I am under the impression that the problem is the fuel pump, it is NOT running when the ignition key is turned to the “on” position,
this is very confusing because a volt meter placed on the connectors going directly into the pump motor shows 12+ Volts when the key is turned, for about 2 seconds, as it should, however the pump motor does not run. Also, I have already replaced the pump relay AND the entire pump assembly (though the pump I used as a replacement was also pulled from a junkyard vehicle).

The MOST confusing part is, when either of the fuel pump motors that I have are plugged directly into the car battery, they run just fine. So I have no idea what the problem could be at this point!

Please help! Thank you for reading.

The fuel pumps may work when connected to the battery because they’re not doing any work. But if you then ask them to start pumping a liquid they may not work.

I’ld install a new fuel pump just to take it out of the equation.
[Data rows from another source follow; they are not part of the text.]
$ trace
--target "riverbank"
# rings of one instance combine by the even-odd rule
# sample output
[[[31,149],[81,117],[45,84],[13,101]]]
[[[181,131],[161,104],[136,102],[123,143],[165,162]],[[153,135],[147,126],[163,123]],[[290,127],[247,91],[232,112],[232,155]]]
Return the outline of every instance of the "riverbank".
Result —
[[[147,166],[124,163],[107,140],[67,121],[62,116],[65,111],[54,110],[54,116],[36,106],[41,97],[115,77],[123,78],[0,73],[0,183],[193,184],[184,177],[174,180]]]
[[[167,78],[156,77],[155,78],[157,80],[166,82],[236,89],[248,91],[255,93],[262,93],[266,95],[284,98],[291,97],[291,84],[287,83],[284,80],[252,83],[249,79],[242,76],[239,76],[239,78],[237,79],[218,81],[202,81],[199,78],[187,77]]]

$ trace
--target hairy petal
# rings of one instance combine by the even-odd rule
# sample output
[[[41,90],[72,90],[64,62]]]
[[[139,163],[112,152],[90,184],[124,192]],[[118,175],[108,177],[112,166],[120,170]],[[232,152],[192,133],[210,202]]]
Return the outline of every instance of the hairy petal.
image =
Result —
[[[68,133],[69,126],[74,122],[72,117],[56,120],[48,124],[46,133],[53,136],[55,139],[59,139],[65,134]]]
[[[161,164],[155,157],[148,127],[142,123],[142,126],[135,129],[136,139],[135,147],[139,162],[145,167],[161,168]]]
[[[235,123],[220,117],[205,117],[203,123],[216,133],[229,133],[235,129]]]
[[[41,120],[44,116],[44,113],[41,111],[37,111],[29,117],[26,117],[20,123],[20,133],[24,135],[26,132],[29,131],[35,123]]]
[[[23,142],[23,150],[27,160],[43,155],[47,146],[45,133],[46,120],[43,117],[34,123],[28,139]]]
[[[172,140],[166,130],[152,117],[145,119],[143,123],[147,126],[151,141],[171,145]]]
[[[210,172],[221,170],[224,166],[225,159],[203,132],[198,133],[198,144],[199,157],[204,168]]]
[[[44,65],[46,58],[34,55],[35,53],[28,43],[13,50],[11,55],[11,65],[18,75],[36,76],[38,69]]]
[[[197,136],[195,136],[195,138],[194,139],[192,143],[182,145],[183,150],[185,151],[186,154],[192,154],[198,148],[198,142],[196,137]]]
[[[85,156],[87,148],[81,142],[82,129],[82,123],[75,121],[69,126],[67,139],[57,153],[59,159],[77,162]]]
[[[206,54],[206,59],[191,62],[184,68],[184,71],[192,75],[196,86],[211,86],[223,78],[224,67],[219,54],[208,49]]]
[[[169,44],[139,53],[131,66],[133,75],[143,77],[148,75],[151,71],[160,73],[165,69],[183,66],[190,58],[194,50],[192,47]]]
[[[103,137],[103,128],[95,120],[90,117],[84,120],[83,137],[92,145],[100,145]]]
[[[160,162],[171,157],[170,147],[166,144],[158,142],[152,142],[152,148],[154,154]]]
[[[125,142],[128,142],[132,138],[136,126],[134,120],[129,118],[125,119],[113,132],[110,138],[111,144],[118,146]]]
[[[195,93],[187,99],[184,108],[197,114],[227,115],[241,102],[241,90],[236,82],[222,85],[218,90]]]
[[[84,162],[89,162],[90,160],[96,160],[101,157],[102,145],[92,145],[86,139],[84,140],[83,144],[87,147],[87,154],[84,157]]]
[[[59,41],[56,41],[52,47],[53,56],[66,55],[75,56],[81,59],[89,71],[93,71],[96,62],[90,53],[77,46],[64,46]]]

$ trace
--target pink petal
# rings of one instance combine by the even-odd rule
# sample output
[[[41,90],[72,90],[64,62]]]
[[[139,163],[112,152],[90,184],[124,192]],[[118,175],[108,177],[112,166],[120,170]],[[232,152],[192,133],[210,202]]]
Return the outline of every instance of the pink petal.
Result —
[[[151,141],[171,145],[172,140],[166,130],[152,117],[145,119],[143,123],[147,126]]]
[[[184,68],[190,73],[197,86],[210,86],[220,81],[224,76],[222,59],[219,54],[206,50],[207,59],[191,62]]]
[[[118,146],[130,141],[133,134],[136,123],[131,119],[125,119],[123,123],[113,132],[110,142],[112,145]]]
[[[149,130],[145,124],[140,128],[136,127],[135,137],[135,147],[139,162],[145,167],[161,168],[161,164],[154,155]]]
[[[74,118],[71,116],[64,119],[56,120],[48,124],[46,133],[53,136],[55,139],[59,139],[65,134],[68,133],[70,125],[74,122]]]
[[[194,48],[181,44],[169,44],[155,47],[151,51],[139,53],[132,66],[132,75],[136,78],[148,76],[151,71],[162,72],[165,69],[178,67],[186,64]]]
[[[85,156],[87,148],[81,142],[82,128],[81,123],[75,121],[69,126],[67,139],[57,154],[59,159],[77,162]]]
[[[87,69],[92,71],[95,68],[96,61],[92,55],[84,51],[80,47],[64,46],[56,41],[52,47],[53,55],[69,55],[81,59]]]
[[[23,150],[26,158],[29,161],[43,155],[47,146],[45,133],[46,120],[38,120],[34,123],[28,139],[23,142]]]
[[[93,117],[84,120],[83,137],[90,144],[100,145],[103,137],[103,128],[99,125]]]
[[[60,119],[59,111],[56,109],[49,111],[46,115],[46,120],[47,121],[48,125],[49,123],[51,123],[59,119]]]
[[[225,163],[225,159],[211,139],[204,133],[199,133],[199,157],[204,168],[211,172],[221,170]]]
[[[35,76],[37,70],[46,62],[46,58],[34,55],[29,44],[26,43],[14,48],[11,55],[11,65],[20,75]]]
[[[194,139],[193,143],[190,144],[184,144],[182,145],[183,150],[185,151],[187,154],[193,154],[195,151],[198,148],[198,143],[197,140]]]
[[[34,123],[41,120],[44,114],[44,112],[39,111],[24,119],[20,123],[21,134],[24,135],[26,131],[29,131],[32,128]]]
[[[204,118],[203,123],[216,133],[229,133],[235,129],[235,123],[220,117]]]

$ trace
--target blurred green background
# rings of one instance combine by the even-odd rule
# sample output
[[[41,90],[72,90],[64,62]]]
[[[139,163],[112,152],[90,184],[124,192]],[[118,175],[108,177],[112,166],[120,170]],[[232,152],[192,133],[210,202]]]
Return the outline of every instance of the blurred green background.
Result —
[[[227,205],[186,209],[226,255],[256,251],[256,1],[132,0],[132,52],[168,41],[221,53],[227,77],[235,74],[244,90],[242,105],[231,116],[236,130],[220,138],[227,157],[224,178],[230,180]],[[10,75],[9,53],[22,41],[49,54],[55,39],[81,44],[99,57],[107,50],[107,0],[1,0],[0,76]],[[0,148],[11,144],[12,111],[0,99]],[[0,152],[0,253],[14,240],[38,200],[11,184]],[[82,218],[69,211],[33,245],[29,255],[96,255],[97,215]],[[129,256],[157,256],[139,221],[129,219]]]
My first suggestion is going to be to work the plug for the pump. They’re probably spade or pin style (though I couldn’t say for certain), and the female ends tend to lose their springiness over time. They get bent out a little and don’t make good contact. I don’t know what you’re doing with the meter, but I’m often jabbing the pointy ends of the leads in to test stuff, so that doesn’t rely on those ends being tight. So first I would separate the leads from the plastic housing of the plug (I can’t say specifically how to do it on this plug, but there are usually little plastic release tabs that let you slide the leads out). Then clean them up really well and use some gentle plier pressure to squash them a bit - make it so the male ends have to push in tight. If that didn’t help, I might then go on to finding a new connector end. These can often be found at auto parts stores, come with a pig tail, and you cut off the old and solder in the new.

Given what you’ve found in testing - that’s all I can think of.

The pump will not stay energized if there is no crank signal . . .

So you have power (12 volts) at the pump. What about ground?

because a volt meter placed on the connectors going directly into the pump motor shows 12+ Volts when the key is turned

Just to be clear, you’re backprobing the connector that directly feeds the pump with both meter leads? Not one on the chassis and one on the connector, right? The pump is connected when you’re taking readings?

Some vehicles control the pump operation on the return side of the circuit. From what you say though it sounds like there is a problem at the connector to the pump motor. To verify a good ground connection place the ground reference probe of the meter on a good chassis ground point. Then check each of the leads going to the pump motor. When the pump should be running one of the leads should have 12 volts on it and the other should be close to zero, which indicates a good ground connection. If both sides have voltage on them then something is wrong with the return side of the circuit.

I’ve run into this problem several times over the years with DC motors such as fuel pumps, heater fan motors, wiper motors and cooling fans. You would assume that reading 12VDC at the motor…the motor should work. The problem is that the motor is usually binding and the amperage in the circuit is not strong enough to turn the motor. If you connect it directly to a battery…it spins away. This only confirms that the motor has the ability to rotate if given enough amperage. The real test is when the motor will operate on a circuit that was designed for it. In short…and others have already said this…replace the motor if the circuit is in good repair.

No matter what upstream circuitry controls it, a good pump should run as long as there’s battery voltage going to both terminals at the pump connector. This has to be measured when the pump is connected, not by removing the connector and measuring the harness voltage with the pump disconnected, b/c the connector could be faulty. Assuming the connector at the pump is ok – these are known to corrode and fail, so be sure about that – then the pump must be binding or getting clogged with sediment inside the tank.